Of the many ways out being discussed, the most amusing is for the government to mint a trillion-dollar platinum coin, and deposit this in the Treasury. US law prohibits the government from borrowing above the ceiling without permission. But another law allows the government to issue platinum coins without limit.

This law aims to meet the modest needs of coin collectors, but Obama could use this as a loophole to get unlimited spending power. This will be political theatre. The real-life drama is a separate, much deeper one: the wrenching end of America as the land of rugged individualism, and its evolution into European-style welfarism.

History shows that once a big welfare scheme starts operating, it cannot be reversed — that would produce too many immediate losers to be politically feasible. So, whatever the Tea Party tries, demography will ultimately win the day for welfarism. An ageing population will protect everrising benefits for older people. Just as in Japan or Europe.

3 thoughts on “End of US individualism: Rise in social spending will make US similar to welfarist Europe and Japan”

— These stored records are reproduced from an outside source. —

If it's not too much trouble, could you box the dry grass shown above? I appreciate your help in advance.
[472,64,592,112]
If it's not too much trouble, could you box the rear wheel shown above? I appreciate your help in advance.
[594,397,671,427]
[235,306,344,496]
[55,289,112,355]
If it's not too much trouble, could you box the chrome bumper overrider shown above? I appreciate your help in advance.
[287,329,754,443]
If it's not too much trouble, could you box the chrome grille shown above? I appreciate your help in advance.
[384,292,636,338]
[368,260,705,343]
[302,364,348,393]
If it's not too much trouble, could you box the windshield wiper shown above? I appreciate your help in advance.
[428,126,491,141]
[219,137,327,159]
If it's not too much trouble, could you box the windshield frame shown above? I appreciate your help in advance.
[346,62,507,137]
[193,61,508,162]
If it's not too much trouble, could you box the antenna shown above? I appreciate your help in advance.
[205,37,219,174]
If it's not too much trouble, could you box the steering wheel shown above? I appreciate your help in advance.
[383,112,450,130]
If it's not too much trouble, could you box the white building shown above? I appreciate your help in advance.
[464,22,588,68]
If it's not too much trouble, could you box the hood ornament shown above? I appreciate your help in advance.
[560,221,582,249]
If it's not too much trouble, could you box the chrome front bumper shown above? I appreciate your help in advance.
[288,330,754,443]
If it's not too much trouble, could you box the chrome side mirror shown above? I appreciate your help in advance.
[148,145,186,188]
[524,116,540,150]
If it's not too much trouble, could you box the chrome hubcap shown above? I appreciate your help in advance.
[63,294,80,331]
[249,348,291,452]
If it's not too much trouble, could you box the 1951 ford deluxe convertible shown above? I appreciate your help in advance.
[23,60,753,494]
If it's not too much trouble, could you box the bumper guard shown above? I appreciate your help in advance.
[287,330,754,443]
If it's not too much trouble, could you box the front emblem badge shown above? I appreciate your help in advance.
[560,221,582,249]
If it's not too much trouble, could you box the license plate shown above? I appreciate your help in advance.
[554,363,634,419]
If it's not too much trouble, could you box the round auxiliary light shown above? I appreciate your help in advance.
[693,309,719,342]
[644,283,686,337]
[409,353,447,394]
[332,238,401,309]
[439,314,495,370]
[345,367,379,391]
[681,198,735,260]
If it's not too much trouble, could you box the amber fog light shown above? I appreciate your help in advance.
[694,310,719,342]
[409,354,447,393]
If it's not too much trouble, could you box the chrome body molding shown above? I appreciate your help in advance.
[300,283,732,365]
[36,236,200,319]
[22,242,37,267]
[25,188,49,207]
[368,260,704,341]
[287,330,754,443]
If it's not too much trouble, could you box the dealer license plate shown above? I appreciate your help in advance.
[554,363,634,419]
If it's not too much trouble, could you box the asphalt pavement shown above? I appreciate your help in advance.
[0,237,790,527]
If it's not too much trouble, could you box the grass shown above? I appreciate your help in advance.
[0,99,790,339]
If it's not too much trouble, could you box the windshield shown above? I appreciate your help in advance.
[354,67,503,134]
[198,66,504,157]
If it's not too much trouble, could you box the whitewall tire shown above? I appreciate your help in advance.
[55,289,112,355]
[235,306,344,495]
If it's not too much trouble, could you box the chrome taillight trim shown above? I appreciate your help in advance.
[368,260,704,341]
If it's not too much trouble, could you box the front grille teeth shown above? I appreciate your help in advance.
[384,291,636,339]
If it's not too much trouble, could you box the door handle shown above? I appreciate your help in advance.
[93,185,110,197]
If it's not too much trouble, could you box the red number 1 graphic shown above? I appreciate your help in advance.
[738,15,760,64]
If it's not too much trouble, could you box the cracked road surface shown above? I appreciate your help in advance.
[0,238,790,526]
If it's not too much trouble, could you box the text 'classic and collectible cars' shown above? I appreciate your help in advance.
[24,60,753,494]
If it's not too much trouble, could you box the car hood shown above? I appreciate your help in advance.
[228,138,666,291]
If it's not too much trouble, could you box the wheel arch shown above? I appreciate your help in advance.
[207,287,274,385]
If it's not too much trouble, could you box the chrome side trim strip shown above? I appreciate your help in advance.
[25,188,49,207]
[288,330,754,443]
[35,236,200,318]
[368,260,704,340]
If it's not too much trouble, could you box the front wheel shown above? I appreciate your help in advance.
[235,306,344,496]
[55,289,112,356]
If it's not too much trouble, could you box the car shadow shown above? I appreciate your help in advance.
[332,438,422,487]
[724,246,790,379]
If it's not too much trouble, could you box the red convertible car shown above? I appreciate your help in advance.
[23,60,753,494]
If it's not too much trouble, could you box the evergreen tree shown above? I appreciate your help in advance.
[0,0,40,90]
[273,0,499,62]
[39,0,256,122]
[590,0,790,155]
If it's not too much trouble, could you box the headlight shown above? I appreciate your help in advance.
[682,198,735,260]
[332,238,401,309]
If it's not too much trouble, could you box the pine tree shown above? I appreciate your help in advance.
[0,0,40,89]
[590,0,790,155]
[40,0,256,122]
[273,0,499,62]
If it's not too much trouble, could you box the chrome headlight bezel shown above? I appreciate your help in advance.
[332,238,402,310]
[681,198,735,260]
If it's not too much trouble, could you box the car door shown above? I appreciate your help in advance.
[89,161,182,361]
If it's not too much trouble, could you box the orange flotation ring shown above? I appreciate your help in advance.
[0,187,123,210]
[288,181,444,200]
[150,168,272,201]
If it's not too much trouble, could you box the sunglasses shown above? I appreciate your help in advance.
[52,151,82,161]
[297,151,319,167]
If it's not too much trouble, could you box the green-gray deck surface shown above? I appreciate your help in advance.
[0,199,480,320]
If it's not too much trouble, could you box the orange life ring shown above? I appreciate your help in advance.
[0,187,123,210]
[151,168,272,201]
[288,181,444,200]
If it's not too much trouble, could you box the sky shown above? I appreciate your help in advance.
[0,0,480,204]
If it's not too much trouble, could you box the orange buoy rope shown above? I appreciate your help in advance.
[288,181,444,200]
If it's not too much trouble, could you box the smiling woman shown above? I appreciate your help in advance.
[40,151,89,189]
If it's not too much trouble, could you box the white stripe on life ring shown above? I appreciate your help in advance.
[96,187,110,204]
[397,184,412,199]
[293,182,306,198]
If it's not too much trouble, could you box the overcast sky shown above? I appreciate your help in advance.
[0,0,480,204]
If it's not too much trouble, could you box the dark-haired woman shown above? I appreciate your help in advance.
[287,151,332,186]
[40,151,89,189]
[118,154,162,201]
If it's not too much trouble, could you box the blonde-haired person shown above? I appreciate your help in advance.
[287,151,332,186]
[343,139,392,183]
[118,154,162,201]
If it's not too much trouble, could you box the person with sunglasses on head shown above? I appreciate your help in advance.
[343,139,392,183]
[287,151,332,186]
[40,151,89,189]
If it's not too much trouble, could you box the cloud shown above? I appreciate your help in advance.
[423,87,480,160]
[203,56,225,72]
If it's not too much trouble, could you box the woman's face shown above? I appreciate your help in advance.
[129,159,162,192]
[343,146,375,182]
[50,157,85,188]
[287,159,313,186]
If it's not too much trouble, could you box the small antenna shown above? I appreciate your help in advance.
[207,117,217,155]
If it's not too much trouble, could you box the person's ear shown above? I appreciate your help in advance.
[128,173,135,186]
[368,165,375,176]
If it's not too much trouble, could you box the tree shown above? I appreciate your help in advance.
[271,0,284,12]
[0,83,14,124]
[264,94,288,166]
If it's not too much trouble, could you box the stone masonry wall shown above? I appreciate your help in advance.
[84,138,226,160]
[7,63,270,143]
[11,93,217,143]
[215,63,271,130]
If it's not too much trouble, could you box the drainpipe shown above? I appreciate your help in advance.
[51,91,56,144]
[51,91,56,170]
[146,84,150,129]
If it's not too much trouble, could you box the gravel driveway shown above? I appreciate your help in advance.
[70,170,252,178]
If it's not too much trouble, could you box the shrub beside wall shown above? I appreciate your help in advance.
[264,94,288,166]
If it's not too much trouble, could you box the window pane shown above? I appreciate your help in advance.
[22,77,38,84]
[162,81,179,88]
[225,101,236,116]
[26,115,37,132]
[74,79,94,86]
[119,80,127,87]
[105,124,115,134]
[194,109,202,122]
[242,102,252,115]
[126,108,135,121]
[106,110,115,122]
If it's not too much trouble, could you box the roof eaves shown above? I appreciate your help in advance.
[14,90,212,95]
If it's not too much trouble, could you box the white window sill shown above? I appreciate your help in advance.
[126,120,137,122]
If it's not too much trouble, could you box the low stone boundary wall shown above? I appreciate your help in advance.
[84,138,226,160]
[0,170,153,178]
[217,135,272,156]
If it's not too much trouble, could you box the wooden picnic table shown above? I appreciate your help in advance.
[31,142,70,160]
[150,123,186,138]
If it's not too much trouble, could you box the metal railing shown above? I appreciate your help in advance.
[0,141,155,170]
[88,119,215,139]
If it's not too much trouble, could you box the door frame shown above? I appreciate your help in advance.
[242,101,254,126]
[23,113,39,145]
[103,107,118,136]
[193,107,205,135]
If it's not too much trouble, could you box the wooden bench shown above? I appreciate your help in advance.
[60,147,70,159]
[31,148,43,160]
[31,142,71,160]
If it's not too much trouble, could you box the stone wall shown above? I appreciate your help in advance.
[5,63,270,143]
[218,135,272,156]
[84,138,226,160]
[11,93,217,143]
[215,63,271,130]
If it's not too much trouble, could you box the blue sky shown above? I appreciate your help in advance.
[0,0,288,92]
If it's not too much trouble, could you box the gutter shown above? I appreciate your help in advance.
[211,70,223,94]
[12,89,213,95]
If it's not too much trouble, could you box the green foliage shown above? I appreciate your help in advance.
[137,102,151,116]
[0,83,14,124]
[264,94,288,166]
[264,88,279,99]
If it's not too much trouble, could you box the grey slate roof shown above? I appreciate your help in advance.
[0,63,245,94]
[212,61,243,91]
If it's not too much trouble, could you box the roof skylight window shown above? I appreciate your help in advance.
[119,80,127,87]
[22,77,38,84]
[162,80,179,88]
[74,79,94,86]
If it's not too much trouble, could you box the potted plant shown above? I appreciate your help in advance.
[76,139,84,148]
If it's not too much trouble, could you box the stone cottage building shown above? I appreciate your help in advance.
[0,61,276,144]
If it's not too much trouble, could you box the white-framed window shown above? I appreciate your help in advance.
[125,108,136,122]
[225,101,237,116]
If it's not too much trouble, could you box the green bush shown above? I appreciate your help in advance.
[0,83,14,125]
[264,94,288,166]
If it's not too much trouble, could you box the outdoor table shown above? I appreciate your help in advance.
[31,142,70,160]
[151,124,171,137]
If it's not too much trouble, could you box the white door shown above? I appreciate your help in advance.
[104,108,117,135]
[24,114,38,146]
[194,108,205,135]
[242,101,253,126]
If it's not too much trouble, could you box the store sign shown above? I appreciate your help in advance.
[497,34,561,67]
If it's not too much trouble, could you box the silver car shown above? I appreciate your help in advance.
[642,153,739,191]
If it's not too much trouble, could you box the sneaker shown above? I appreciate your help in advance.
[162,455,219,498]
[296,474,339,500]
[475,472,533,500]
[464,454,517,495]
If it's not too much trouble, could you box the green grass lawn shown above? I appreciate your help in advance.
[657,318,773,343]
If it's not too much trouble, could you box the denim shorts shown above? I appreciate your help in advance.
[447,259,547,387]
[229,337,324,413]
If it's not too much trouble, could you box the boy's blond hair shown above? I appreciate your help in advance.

  1. Dear Sir, First of all belated Happy birthday to you. I am a regular reader of your article Swaminomics every Sunday. Few weeks ago you write that Gold Prices will go down. It went low and once again quickly going up. This is may be because of festival season and or Raghuram effect. Sir, may I request you to provide us your views on near future of Gold Market. I will be happy receiving your reply. Waiting for the same. Thanks & Best regards _ Nishant Desai. M- 9909915831

  2. Mr Aiyar,

    I faithfully read your columns and blogs every week, and I agree with most of your opinions. I want to comment here because this is one time I disagree with you. I think your view this time hasnt presented a balanced view of the situation.
    It is true that the Democrats do push for welfare, and it is sad to see the weakening of the Republican party. The Republican party is more focused on tax rates than governance. The Tea Party might have the message of fiscal responsibility, but it has been corrupted by the tactics that it has taken, and their focus on other social issues like immigration and birth control. The shutdown cost the economy 24 billion dollars (by some estimates), and a default would have added to the deficit rather than cut from it due to increased borrowing rates. How can that be a message of fiscal responsibility? They are behaving like suicide bombers and not mature adults who want to solve a problem.
    Your points about welfare state is well taken, and there is agreement on both sides that the entitlements need to be fixed. Republicans just are paying lip-service to this and not doing anything precisely because they dont want to loose votes. They are focusing on Obamacare, which while flawed in many respects, is trying to address the insane costs of health care in the US. They want to defund it without offering a solution. Free markets dont work in health care because ERs have to attend to patients whether they have insurance or not. Those costs are transferred to other patients. Its not really a free market, where consumer pays for it if needs to. Like roads and bridges, getting treatment is not optional. Republicans dont have an answer to this. Indeed, the Heritage Foundation that backs the tea party came up with the idea with Gov. Romney implemented. Now they want to defund it.
    If this brinksmanship stops they can help correct what is wrong with entitlements and Obamacare. The US individualism has been tremendously helped by the govt investments in infrastructure and research. Refocussing on that would only make the economy stronger. It is the governments responsibility to provide an infrastructure for people to build on. That has always been the basis of US’s strength

  3. Great article. However if demographics is on the side of the aged, and the welfare state then the folly of democracy is on the side of the young. Clearly everything which has been done so far by governments will lead to inflation wiping out the value of welfare payments to the elderly.